I guess that was not so unusual, but Roy let him, and that was driving us crazy. Roy was supposed to be in charge, but his inability to control Mario was matched only by his talent of being overwhelmed by Bobby. This led to an attempted Bobby takeover. Bobby started directing the sessions, telling the guys in the booth what to do, when to start, when to stop. At first they were happy to oblige, needing someone in charge, but it becamse pretty clear pretty quickly that Bobby had no idea what he was doing. I'm certain they basically ignored him after that. It was easy for them. They were in another room. Those of us who were with him had a much harder time. Each day it got worse and worse. Bobby knew that I knew the songs, we had played them so often together, and early on he trusted me and Joey Anthony because, if for no other reason, it sounded okay. Soon he wasn't so easily satisfied.
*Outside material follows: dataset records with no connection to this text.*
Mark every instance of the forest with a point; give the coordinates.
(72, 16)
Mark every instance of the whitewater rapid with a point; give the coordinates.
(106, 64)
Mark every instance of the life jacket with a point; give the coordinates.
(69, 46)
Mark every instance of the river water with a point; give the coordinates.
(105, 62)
He decided to instruct me on the proper playing of the bass guitar. I could shrug this off. I was used to act like I was going along whether I was really going along or not. Then he decided to instruct Joey Anthony on how exactly he should be playing the drums. This was too much. Joey Anthony was already suspicious the first time he heard about Bobby's last name. He had asked me more than once if I thought that Bobby was Irish. Joey was pretty sure. It would explain a lot, he told me, leaving me to ponder what he could possibly mean. Bobby was as "Irish" as an Irish Wolfhound, as far as I could tell. I remember the first time that Bobby stopped everything, waving his hands in the air until he got complete silence, and then walked over to the front of Joey Anthony's drum kit and said,
"There's not enough snare".
It was a tense few moments, for those of us, unlike Mario Flambeau, who were conscious. Joey Anthony narrowed his eyes and screwed up his mouth. I was sure he was going to say something crude.
"you can go fuck your snare", he said in a whisper. It seemed that Bobby didn't hear, or didn't care to.
"I said", he repeated, more slowly and louder, as if Joey Anthony were retarded", "there ... is ... not ... enough ... snare!"
"You can go fuck your mother's snare too", Joey Anthony said.
Bobby turned around to find Roy, who had taken the opportunity to slip out of the room. This was only rehearsal date five. There were still five rehearsal dates left.